BooksForKidsBlog

Sunday, July 30, 2017

The Outsider:: Confessions from the Principal's Kid by Robin Mellom

To be clear, I have no desire to be at the top of the School Coolness Pyramid--if that even exists. I just want to be part of something.

Almost everyone avoids me now like I'm some sort of rat--who tells on people and uses her connections to get them in trouble. (See previous info about my mother being the principal.)

It's complicated. Allie West's mom's promotion from regular teacher to principal just happens to coincide with the ITCP--the Intense Trading Card Phase. a craze for swapping Mammal-Morph cards, led by chief nerd-boy Graham Parker, whose hand-drawn super-gecko El Guapo cards become the hottest item at recess. The rivalry's squabbles spill over into the classroom; Allie's mom has to ban the cards from the school; and when one is found in Allie's desk, she inexplicably blurts out that it belongs to her best friend, Chloe Alvarez. Allie becomes tattletale-non-grata all over the school, and poor Graham goes from superstar to the butt of everyone's jokes, especially the jibes of bully-in-chief Joel Webster. Graham is an easy target, the weird kid who carries his grandfather's clarinet everywhere he goes and apologizes to poles when he walks into them.

Now Allie West finds herself the chief Outsider. Her only friends are the custodian Frances, who lets her use the super floor polisher to secretly remove the spitballs Joel launches daily at Graham, Miss Jean, the cafeteria manager who puts her in charge of spagetti inventory, and the Afters, a motley group of teachers' kids who have to stay late after school--their leader, fourth-grader Lexa, "born with a clipboard in her hand," fifth-grade outcasts Allie and Graham, and second-grader Maddie Vicario--who meet undercover daily to play Eavesdropping Bingo and come up with Acts of Random Awesomesauce for the staff. It's definitely a group with inside information, the ones who know all the shortcuts around the school and where the snack foods are kept in each classroom.

Confession: I also know where Frances stores the extra toilet paper, and I'm embarrassed that I'm a little proud of that.

Allie's one chance to re-friend Chloe and her friends is to make the Pentagon Math Team, hoping to spend enough time with Chloe to apologize and restore their friendship. Unexpectedly, she's paired with Chloe on a project and their time together goes well. When Chloe invites her to her birthday party, Allie feels like her days as outsider are over. But then she overhears the other guests talking about her.

"So embarrassing for her," Andrea was saying. "Chloe was so bummed she had to partner with her and invite her over to work on the project."

"Does Chloe even like her?" Sophie asked.

"Who knows? I'm sure Allie's mom called to get her invited to this party, too."

I back away slowly and slip out the front door.

I'm alone. Being an insider at school--knowing the ins and outs--it all makes me an outsider.

I
hate being the principal's kid.

Fifth grade is complicated. Allie's relations with her parents and the kids at school are so hard to unravel. How can things go so wrong when everyone seems to be trying to do the right thing?

There comes a time when relationships stop being a smooth grassy playground and start being a playing field full of stumbling blocks, as Allie West discovers in Robin Mellom's forthcoming Confessions from the Principal's Kid (Houghton Mifflin Harcourt, 2017).

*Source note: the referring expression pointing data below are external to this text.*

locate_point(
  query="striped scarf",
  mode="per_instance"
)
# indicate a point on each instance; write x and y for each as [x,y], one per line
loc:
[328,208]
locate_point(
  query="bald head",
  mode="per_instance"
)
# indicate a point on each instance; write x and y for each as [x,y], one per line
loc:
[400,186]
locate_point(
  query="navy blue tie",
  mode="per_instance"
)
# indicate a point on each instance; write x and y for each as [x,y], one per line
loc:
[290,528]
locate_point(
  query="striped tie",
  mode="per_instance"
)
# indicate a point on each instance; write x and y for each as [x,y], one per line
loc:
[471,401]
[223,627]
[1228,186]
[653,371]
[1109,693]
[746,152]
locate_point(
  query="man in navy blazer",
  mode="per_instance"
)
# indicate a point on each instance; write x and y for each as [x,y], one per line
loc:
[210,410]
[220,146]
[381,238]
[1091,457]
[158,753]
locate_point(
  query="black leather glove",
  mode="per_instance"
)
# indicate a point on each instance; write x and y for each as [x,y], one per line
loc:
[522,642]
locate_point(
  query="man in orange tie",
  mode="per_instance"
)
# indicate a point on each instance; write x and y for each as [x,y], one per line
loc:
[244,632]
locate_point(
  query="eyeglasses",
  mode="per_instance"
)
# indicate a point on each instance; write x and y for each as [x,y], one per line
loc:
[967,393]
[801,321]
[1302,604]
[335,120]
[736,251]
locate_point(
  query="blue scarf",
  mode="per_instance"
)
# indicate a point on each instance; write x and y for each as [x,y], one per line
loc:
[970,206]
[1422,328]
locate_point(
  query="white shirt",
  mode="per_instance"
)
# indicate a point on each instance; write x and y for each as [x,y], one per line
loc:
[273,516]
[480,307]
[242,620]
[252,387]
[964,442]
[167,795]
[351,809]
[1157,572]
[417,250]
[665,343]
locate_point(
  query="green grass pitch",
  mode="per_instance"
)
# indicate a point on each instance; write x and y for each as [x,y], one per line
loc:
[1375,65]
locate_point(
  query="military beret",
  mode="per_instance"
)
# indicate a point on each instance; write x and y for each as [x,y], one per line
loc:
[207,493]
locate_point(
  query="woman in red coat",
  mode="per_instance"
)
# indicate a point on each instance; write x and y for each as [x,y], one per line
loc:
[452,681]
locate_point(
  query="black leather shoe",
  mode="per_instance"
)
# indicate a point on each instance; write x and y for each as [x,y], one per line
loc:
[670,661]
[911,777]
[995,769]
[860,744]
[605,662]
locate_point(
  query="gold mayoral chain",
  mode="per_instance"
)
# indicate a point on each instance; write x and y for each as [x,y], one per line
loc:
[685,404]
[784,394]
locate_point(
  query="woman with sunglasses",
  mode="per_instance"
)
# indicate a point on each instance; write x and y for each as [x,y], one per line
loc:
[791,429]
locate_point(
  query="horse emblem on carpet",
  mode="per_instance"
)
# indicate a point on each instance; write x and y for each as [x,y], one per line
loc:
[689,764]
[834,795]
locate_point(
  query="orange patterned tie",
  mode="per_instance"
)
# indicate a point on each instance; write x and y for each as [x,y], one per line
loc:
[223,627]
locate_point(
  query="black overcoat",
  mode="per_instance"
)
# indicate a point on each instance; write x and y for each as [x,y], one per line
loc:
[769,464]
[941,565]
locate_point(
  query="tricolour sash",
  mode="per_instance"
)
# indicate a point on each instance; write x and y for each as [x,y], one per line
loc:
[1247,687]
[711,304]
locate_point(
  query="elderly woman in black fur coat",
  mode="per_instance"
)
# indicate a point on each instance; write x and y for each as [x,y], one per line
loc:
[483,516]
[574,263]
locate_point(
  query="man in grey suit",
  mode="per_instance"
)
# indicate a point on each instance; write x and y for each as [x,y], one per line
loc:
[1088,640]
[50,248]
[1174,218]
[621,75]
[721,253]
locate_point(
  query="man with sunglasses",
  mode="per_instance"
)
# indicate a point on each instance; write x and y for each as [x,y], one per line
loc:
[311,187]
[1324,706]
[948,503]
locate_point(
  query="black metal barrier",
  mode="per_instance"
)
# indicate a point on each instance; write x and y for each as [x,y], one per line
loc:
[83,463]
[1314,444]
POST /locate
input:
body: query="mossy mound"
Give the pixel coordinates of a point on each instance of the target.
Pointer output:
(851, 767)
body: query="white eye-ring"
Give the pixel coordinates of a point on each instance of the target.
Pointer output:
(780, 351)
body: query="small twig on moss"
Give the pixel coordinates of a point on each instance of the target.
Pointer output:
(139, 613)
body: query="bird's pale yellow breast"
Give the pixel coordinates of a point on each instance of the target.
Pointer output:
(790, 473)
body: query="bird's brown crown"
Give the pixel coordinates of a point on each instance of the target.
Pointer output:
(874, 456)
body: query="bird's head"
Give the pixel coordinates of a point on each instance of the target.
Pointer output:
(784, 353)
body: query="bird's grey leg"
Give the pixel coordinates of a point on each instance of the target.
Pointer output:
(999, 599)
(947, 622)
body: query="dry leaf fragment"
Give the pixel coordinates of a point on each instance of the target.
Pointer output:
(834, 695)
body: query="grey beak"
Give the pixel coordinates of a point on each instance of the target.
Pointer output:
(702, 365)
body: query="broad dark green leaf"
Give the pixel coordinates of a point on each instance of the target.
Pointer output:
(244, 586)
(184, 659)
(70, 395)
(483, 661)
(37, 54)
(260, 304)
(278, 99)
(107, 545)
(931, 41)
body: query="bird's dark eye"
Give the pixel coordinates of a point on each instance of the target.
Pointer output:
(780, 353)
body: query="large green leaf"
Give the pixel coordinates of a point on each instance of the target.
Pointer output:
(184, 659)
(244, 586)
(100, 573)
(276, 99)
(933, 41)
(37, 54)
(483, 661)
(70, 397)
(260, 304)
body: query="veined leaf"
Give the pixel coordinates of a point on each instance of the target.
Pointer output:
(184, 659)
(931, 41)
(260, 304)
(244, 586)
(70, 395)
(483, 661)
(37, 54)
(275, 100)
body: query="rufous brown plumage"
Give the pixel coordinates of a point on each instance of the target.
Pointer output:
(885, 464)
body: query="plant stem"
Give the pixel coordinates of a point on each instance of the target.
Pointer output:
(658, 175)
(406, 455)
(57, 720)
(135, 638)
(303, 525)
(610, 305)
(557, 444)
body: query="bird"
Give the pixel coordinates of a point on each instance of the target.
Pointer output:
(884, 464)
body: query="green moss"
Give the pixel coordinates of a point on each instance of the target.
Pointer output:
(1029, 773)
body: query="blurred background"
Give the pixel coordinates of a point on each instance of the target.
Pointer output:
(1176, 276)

Mellom's protagonist is likable, smart, funny, honest, and yet lonely, as she tries to navigate the sudden changes in her life. Sooner or later--perhaps much later--most people find themselves somehow on the outside, looking in. Allie discovers who her real best friend is--Graham, who stopped being her friend during the school day to spare her from taking the treatment that fell on him, and from there she realizes that even complicated things make sense when seen from the other side.

Making new friends is sometimes a struggle, but it's also important to leave no one behind, she learns. Using her own experience as a principal's kid and an After herself in this strong character-driven story, Mellom's Allie helps middle readers vicariously experience some of those tangled webs we mortals weave along the way.